24.2.11

nanet perşembe!

Kpss ye son 4 ay kala geçmiş 5 ayımı belli başlı siktiriboktan sebeblerinde etkisiyle heba etmemden kaynaklı daha bir gaz şevk efenime söliim hırs efenime söliim zart zurt şeklinde verimli geçirme telaşı içerisindeyim.


Bu sınav benim için oldukça mühim, aslında bu sınavla değil benim işim tam olarak.. ondan 4 ay sonra yapılacak idari yargı hakimliği sınavı asıl hedefim.Amma velakinn cümmbür cemaaaaaaaatin pek hoşuma gittinnnnnnnn sennnnnnnnnnnnnnnnnn demicem tabiki :) amma velakin diince aklıma o şarkı geldi.Sözlerini atmış bile olabilirim, neyse amma velakin bu önümdeki 4 ayın sonundaki sınavı da kazanmam lazım.
4 ay bazılarına göre çok uzun bir süre gibi görünsede, benim gibi sonradan ders çalışmaya başlayanlar için geç bile kalınmış bir süre olarak kabul edilebilir.
Ne yaptın yaptın! onlarca konu, hukukun tonlarca alanındaki en ücra köşelerinden çıkan soruları kaçırmadan yapabilmek, iktisadın özellikle mikronun konuyu okuduğunda haaaaaaa çaktım lan ben tamamdır! diyip sorularını çözmeye koyulduğunda bu ne lan! diye apışıp kaldığın bir sınav.
Muhasebe ve maliye de bir okadar var yani!

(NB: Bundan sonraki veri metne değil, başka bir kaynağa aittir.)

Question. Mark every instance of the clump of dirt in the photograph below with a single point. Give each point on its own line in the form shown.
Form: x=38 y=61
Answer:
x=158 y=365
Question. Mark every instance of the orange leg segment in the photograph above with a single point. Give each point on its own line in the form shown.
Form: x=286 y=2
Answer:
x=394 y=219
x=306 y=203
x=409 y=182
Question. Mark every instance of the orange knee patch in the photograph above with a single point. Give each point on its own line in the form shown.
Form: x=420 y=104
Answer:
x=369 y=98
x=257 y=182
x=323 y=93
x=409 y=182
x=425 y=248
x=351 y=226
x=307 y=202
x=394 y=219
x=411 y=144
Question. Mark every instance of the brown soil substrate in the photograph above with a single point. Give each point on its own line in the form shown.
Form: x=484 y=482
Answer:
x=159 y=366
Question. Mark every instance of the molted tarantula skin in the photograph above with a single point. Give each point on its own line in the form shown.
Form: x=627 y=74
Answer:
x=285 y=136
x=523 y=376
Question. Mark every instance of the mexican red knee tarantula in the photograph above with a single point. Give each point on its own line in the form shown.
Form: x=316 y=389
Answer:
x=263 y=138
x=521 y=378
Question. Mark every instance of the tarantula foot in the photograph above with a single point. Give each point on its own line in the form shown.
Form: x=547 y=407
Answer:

Neyse bunları düşünerek napıcam lan ben demek yerine oturup harıl harıl çalışma kararı aldığımdan bu yana ki bu yaklaşık 3 4 haftaya tekabül ediyor:) bişey farkettim.
Gerçekten zor bi sınav bu sınav.
Gerçekten çok ciddi özen göstermelisin.
Onu sevmelisin okşamalısın.
Sırtını döndüün anda çokta fifi diyip gidecek pozisyonda duruyor karşında.

Ve ben böyle zor bişeyi elde edebilmek için seneler sonra (teeeeeeeeeeeeeeeeeeeee öss döneminde yaptığım gibi) ders programı çıkardım.
Günlük 8 saate dayanan bir prgram.
Peki nası işliyo bu program?

Pazartesi
günün en güzel günü arkanda biraktığın bir haftasonu harıl harıl ders çalışan insanların sana vermiş olduğu hırsla birlikte pazartesi sabahtan akşama kdr kısa aralıklarla 10 saate kadar ders çalışabiliyorum.
Haftasonun tekrarını falan yapıyorum böle konular taze beynin pırıl pırıl. Anlıyorsun haliyle her okuduğunu.. anladıkça daha da bir gaza geliyorsun.

Salı
günü başlıyorum aptal aptal geçirdiğim 5 ayın cezasını çekmeye geçmiş konuların tekrarı.. salı günü hukuk çalışıyorum. uy hukuk yerim onu ben kpss nin en zor dersinden biri olsada seviyorum. hepsi aslına  bakarsan bir genelkültür niteliğinde sokağa çıktığında diğer insanlara oranla hukuksal haklarının ayrıntısına kadar farkında olma sonucu vermesi dersin çalışma koşullarını hafifletiyor.
Salı günü de pazartesiye oranla daha az çalışıyorum ama verimli geçiyor.

Çarşamba
günü maliye tekrarı yapıyorum.bu konuda benim üniversite hayatımın büyük kısmını kapsadığı için hepsi tanıdık konular vergi borç kamu harcaması  bütçe zart zurt.Çarşamda da salıya oranla daha az çalışsamda verimli geçiyor.

Perşembe
günü en tiksindiğim dersle yüz yüzeyim.İktisat!
artık haftanında yorgunluğu yavaş yavaş kendini gösteriyormudur nedir bugünüm en verimsiz en boktan gün olarak akıp gidiyor.İktisadıda sevmiyorum zaten arzlar talepler IS LM ler ıyyyyyyyyyyyyy kusacaaaaaaaaaaam ha! haftanın en az ders çalıştığım günü bugün oluyor sanırım.

Cuma
günü ise muhasebenin eğlenceli hesaplamaları az buçuk olsa artık tükenmiş olan enerjimin son demleriyle son buluyor. Bu güne geldiğimde günlük çalışma saatim perşembeyi sayma onda daha az 4 e falan inmiş oluyor.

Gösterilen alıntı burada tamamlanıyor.